Tea is poured from a teapot into a cup.

Waddington was met with nothing but positive responses from his new pen pals. “I think there was shock that there was this young kid from America asking them to buy a pound of tea,” he recalls. Along with written responses, Waddington received samples of tea and was networked with even more tea professionals across the world.

After years of exchanging thoughts and teas with growers around the world, Waddington had grown into a tea connoisseur unlike any other. He compares tea’s complexities to those of wine’s. Although unlike wine, tea is sourced from only one plant: Camellia sinensis.

After working as a corporate trainer for Supervalu, Waddington got a spark of inspiration to open his own tea store. While beginning in a spare bedroom, TeaSource has since expanded in its 20 years of operation to feature over 200 teas in three locations. Waddington’s desire for excellence burns as bright as it did when he first opened TeaSource’s doors.

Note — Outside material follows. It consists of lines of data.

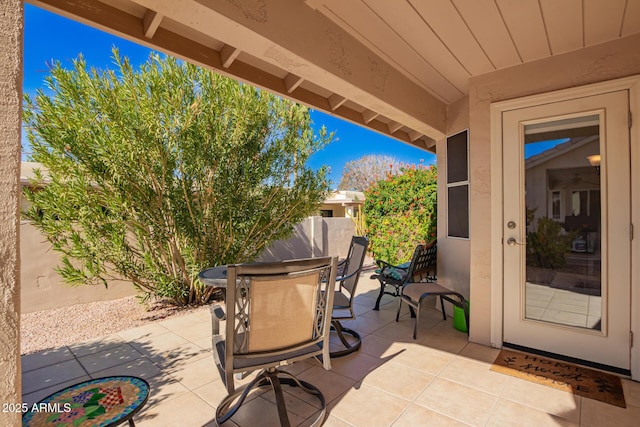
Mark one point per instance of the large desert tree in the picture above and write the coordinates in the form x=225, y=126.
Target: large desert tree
x=362, y=173
x=158, y=172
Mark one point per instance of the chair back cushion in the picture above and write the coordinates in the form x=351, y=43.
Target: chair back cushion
x=282, y=310
x=424, y=262
x=354, y=262
x=278, y=307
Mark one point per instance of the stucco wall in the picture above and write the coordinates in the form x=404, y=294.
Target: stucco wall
x=607, y=61
x=11, y=29
x=315, y=236
x=41, y=288
x=453, y=253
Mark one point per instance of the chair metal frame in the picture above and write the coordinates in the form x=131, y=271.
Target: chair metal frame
x=422, y=258
x=232, y=351
x=424, y=266
x=351, y=269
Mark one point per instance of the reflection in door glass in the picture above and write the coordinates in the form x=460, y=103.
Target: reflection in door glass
x=563, y=251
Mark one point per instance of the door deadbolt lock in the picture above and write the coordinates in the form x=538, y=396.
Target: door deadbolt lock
x=511, y=241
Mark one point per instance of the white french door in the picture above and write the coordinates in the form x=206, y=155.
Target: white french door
x=567, y=219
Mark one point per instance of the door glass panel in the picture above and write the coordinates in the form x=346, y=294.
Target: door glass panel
x=563, y=209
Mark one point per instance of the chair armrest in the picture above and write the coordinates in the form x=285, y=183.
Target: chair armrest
x=217, y=315
x=384, y=264
x=342, y=278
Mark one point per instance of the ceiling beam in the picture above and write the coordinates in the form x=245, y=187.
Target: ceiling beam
x=151, y=22
x=291, y=82
x=369, y=116
x=414, y=135
x=228, y=54
x=394, y=127
x=336, y=101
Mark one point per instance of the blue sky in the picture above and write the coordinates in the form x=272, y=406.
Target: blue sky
x=49, y=37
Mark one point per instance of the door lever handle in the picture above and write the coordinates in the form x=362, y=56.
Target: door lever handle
x=511, y=241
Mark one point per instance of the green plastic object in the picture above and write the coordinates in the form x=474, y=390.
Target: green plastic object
x=459, y=322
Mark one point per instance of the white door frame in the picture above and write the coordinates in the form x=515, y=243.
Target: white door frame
x=628, y=83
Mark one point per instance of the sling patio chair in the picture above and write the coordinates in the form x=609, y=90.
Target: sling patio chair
x=275, y=313
x=422, y=267
x=344, y=295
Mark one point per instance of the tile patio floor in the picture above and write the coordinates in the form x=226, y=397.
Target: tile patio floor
x=439, y=379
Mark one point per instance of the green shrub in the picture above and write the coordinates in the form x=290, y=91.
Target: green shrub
x=401, y=212
x=158, y=173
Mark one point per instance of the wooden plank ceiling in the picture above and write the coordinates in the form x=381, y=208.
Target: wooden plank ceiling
x=392, y=66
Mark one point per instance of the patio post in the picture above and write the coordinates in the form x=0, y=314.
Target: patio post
x=11, y=35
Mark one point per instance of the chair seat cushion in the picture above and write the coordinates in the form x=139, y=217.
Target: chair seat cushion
x=240, y=362
x=395, y=273
x=415, y=291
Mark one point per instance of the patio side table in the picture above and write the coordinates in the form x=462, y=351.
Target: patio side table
x=102, y=402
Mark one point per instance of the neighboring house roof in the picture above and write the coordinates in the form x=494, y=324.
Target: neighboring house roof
x=558, y=150
x=345, y=198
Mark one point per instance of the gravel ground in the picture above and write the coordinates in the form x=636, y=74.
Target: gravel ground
x=64, y=326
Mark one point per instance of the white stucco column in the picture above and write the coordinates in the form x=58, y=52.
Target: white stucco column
x=11, y=30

That passion and tea knowledge has been passed on to TeaSource employees, who are able to guide customers toward the right tea choice. Waddington can even figure out what kind of tea customers might drink based off of their favorite apple or preferred type of bread. “I have friends [in business] who cringe when I say this, but my goal has never been to be the biggest tea company in the world. My goal is to say, with honesty and pride, that I can match my teas up against anyone in the world, and I love helping people learn about them.”

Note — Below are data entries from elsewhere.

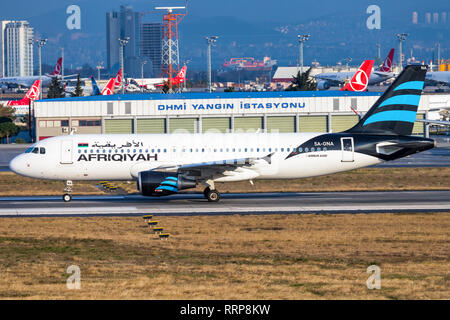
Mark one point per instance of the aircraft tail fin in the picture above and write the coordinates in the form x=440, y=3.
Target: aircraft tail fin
x=95, y=89
x=34, y=91
x=58, y=67
x=109, y=88
x=360, y=79
x=394, y=113
x=387, y=63
x=118, y=79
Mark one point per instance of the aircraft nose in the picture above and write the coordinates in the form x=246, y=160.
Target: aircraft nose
x=17, y=165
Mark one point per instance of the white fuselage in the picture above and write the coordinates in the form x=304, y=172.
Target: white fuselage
x=123, y=156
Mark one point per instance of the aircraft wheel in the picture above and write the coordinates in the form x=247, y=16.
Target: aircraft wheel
x=213, y=196
x=67, y=197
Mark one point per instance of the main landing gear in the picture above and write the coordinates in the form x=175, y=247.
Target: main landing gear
x=211, y=193
x=67, y=196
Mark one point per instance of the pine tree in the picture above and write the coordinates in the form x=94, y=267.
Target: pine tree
x=302, y=82
x=55, y=90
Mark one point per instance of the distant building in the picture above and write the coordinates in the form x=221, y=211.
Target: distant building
x=435, y=18
x=17, y=56
x=151, y=45
x=144, y=42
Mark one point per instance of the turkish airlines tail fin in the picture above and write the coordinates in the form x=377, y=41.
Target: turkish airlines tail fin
x=360, y=79
x=34, y=92
x=57, y=70
x=181, y=76
x=95, y=89
x=387, y=63
x=109, y=89
x=118, y=79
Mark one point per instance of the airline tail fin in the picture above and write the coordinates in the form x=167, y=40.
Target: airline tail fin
x=360, y=79
x=181, y=76
x=394, y=113
x=95, y=89
x=387, y=63
x=34, y=91
x=109, y=88
x=118, y=79
x=58, y=67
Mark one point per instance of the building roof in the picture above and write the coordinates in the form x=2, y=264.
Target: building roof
x=215, y=95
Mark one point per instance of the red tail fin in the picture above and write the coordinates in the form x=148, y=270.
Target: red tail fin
x=109, y=89
x=58, y=67
x=181, y=76
x=387, y=63
x=360, y=79
x=34, y=91
x=118, y=79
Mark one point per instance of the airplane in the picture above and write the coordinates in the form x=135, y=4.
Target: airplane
x=438, y=77
x=360, y=79
x=28, y=81
x=179, y=79
x=32, y=94
x=326, y=80
x=164, y=164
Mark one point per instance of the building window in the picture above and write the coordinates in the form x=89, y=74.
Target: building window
x=110, y=108
x=127, y=107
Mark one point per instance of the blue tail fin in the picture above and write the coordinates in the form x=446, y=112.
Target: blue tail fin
x=394, y=113
x=95, y=89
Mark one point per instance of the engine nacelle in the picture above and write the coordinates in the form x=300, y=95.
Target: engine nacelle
x=323, y=85
x=154, y=183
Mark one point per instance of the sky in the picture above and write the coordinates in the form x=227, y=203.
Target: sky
x=49, y=17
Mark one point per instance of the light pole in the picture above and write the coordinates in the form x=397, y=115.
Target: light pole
x=439, y=55
x=210, y=41
x=123, y=42
x=62, y=63
x=40, y=43
x=401, y=37
x=142, y=74
x=301, y=39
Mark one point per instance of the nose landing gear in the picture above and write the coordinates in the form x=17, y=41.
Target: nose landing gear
x=67, y=196
x=210, y=192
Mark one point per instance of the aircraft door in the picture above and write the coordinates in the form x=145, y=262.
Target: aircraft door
x=347, y=147
x=66, y=152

Of course, while Waddington’s passion is tea, it’s obvious that his love for the community it’s been able to create is why he sticks around. “The tea industry is very civil, [kind] and [courteous], and that still holds true today,” he says. “Tea people have a bond that crosses cultural backgrounds.”

Such is evidenced in Waddington’s business relationship with Michao, a tea grower from Fuji, Japan, who Waddington maintains correspondence with via messenger apps and email. Recently, when Waddington emailed her to ask about what kind of crops she was planning on growing this season, she told him that her tea growing would be put on the back burner temporarily—she was pregnant with twin boys. “[The friendship] was brought together by tea,” he says. Waddington still received tea from Michao and her husband, and he now features them in-store as a special collection with her namesake. “She almost has a little fan club in the Twin Cities,” he says.

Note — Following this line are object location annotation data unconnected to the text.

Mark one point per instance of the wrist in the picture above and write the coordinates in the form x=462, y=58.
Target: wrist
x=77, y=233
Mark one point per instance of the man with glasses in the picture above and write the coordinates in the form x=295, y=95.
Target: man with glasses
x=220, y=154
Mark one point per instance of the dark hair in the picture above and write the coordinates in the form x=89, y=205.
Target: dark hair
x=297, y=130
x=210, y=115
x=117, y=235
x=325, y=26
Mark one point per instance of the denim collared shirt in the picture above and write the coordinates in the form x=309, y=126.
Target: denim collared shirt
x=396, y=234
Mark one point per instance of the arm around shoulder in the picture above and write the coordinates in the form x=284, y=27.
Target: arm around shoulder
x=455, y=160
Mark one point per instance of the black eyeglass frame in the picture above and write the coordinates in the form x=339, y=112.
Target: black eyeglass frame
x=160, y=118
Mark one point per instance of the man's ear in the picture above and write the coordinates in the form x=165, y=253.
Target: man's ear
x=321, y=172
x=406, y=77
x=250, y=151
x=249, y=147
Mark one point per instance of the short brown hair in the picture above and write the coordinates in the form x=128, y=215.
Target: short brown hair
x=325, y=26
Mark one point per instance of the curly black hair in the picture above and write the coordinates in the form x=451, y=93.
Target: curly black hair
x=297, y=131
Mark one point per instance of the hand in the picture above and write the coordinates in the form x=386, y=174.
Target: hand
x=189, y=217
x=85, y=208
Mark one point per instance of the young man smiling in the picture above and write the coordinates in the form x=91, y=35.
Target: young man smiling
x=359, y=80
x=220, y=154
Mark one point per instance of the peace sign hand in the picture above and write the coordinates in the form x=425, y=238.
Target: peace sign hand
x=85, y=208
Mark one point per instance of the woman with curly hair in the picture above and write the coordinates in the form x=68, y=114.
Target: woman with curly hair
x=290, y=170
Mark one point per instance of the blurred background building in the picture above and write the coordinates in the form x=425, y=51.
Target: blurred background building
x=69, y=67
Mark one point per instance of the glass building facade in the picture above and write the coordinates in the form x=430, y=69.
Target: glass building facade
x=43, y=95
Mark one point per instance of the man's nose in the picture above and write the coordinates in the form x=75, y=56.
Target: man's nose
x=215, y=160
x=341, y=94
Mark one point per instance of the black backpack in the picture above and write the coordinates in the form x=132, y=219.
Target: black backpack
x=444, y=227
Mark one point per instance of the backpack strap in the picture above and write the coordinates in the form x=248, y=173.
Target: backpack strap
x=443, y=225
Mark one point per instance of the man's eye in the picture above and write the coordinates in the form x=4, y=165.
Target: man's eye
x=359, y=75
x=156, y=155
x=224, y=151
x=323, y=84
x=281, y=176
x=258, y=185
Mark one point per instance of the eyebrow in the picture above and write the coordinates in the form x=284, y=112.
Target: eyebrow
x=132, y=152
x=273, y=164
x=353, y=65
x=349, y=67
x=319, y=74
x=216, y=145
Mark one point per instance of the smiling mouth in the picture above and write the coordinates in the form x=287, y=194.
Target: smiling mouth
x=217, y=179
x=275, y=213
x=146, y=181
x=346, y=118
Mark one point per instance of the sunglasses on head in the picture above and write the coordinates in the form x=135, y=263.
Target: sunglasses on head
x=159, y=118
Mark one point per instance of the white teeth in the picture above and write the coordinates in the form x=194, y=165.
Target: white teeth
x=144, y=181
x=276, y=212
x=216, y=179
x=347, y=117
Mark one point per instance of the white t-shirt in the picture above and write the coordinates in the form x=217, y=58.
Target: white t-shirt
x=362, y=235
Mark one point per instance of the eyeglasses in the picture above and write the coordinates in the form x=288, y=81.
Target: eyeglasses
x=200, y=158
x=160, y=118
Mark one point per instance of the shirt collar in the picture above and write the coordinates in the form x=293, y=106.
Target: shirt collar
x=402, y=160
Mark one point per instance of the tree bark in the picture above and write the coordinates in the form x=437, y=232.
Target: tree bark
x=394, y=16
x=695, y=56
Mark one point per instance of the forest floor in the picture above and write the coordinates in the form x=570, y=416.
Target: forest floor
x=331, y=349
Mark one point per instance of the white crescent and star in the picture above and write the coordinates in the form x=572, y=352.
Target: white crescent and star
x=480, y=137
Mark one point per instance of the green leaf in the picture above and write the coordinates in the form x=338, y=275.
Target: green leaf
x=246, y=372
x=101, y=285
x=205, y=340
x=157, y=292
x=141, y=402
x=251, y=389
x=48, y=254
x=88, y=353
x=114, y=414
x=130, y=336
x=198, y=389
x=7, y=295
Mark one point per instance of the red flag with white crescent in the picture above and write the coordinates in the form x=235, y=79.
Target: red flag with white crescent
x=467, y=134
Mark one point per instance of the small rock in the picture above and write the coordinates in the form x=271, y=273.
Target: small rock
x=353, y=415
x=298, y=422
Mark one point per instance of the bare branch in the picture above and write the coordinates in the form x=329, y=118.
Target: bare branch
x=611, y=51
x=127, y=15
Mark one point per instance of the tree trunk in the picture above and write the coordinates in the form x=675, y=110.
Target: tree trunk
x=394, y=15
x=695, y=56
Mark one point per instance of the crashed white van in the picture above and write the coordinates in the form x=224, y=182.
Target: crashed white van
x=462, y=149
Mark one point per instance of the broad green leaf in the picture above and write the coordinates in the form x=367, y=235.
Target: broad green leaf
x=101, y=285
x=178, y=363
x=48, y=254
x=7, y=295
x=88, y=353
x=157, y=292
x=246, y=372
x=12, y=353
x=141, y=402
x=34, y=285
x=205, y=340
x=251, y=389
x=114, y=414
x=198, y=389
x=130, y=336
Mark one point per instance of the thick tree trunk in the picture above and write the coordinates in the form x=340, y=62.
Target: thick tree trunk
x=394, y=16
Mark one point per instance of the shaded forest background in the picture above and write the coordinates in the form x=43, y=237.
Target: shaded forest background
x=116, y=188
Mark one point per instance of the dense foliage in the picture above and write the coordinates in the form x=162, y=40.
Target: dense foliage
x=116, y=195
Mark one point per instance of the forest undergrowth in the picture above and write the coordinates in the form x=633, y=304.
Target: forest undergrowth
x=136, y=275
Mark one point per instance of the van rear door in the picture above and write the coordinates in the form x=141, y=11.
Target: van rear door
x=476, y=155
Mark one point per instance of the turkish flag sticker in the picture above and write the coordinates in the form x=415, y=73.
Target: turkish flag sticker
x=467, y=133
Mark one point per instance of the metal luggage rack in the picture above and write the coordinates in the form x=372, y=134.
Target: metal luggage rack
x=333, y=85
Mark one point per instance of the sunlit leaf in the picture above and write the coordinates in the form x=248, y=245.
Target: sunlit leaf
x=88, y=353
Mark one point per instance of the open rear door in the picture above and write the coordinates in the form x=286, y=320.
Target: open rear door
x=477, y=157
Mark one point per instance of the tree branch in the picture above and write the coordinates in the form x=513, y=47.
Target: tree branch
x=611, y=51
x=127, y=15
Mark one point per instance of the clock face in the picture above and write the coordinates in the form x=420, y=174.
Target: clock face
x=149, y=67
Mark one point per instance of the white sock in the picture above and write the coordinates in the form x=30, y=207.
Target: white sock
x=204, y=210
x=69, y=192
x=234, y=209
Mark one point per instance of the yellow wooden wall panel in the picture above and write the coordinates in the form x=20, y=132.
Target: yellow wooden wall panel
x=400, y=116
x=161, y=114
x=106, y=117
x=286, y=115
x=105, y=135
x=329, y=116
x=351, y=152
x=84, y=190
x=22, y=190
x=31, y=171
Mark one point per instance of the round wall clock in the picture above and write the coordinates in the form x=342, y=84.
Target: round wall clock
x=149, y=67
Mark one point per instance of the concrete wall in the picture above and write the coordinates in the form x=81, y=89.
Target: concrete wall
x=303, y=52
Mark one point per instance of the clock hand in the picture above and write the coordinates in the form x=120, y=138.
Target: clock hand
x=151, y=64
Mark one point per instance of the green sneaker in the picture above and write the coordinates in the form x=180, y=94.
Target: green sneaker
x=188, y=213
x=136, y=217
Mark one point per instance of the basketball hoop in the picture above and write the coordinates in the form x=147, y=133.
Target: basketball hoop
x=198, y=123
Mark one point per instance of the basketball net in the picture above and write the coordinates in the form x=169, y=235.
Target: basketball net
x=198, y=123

Moving forward, Waddington hopes to create more of an online presence for TeaSource while maintaining the unique experience of providing customers a chance to visit one of his tea shops to see, smell and sample some of the best teas from around the globe, with the added benefit of receiving personalized advice from experienced tea experts. “We’re looking for ways to increase the tea experience,” Waddington says. “For everyone.”